Шел лесом вдоль рельс, смотрел вдаль опустевшими глазами.
Пройдя десятую версту, вышел на прогалину. У путей высился пригорок, груда запасного балласта. Залез на верхушку, снял шапку, вытер вспотевший лоб и часа полтора просидел неподвижно, сжимая и разжимая челюсти, отчего на скулах вздувались тяжелые желваки.

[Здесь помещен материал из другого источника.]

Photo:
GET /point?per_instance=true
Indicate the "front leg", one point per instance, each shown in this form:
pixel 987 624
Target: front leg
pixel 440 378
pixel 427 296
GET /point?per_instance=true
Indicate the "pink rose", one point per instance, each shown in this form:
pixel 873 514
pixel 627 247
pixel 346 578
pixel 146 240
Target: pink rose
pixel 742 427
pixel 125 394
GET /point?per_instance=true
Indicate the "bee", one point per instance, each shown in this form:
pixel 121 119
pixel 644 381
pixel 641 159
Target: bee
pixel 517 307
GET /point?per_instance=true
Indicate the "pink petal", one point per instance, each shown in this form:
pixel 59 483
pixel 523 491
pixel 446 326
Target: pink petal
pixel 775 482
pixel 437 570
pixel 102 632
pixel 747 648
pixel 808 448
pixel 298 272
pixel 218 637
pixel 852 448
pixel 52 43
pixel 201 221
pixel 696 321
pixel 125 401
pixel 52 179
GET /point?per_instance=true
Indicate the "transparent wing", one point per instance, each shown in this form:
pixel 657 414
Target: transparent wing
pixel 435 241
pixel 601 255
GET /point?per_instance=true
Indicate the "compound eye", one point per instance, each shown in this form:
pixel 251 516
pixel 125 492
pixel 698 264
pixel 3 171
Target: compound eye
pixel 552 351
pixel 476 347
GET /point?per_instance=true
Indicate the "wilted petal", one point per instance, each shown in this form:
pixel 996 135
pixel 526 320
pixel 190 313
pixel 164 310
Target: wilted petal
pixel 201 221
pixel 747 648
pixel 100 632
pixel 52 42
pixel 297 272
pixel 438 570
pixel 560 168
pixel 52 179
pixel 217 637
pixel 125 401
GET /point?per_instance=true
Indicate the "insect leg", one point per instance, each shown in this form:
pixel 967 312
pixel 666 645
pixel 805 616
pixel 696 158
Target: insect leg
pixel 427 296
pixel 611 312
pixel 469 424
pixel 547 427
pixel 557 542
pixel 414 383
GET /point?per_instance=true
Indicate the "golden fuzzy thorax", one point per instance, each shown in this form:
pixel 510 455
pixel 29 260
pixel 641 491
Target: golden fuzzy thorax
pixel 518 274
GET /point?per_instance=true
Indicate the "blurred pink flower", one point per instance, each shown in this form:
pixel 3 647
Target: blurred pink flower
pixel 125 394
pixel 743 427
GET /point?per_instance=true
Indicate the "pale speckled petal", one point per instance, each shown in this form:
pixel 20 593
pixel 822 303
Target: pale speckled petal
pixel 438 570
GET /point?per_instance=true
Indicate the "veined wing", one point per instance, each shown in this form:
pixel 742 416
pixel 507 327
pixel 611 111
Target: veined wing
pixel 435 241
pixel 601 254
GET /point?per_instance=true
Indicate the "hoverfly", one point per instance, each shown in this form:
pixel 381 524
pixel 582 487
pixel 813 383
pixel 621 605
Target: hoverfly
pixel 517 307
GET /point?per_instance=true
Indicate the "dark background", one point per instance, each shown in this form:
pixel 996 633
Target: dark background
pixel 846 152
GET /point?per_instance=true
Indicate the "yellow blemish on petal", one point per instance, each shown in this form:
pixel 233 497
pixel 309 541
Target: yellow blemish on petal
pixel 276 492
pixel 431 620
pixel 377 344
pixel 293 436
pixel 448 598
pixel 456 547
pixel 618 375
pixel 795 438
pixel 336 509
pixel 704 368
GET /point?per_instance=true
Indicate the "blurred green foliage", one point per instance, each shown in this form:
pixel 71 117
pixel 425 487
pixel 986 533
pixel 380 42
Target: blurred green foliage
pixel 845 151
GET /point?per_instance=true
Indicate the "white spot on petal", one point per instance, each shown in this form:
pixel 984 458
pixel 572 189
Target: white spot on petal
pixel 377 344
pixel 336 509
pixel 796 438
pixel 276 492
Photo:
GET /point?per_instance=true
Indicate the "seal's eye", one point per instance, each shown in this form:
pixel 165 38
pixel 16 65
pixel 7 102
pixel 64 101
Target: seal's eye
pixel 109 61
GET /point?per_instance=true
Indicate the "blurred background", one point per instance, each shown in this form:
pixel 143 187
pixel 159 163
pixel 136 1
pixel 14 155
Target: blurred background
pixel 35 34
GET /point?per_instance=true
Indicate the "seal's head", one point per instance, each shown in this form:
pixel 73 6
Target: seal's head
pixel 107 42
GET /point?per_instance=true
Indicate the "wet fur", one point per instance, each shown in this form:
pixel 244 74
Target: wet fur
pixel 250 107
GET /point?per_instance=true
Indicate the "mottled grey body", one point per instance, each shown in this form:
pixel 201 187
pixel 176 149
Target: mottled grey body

Дико каркнула над головой пролетная ворона. Он надел шапку, зашагал по полотну. К вечеру пришел на полустанок, нашел теплушку. Дверь была защелкнута изнутри. Постучал.
— Кто там? — проскрипел ржавый голос Евстратыча.
— Отвори, дядя! Я! Завихляев!
— Товарищ Завихляев! Ах, мила-ай, — ахнул старик, отодвигая дверь, — чего стряслось-то. Ушли все ребята!
— А машина? Машина… цела?
— Машине твоей что деется? Целехонька!
— Куда ж они ушли? — спросил, вздохнув, Завихляев, — в город, что ли?
— Зачем в город, мила-ай? Шел тут эшелон встречный, с им комиссия кака ехала лошадиная. Ну наши ребята с ихними погуторили, узнали, что комиссии требоваются добровольцы в охрану. Забрали винтовки, вешши и ушли. «Кланяйся, грят, Завихляеву. Пущай со своей машиной целуется, а нам очертело». И уехали…
— Стервы, — скрипнул зубами Завихляев, — а ты что ж остался, хрыч?
— А мне чего уходить? Мой век теперь недолгий. С машиной подохнуть али без машины — все одно.
Завихляев отошел от двери. Подошел к соседней теплушке, опять прижался щекой к дереву. Снова показалось, что слышит еле уловимое содрогание.
Топнул ногой, отошел, залез в теплушку, бросил Евстратычу мешок.
— Ешь, хрыч, паек достал!
— А ты, родимец?
— Не хочу. Нездоровится что-то.
Залез на нары и под жадное беззубое чавканье Евстратыча мутно и тяжело уснул.
Ночью под эшелон подали случайный паровоз, и он заскрипел дальше, не дождавшись ответной телеграммы.
Третий месяц уже ползли по стальным нитям, перецепляясь от эшелона к эшелону, перебрасываясь с линии па линию, прокатываясь под гулкими сводами мутноглазых, покрытых коростой разрухи вокзалов теплушки: «3б. 213 437» и
вторая, в которой томились Завихляев и Евстратыч.Везде и всюду, всякими правдами и неправдами, просьбами и угрозами, проталкивал Завихляев драгоценный груз.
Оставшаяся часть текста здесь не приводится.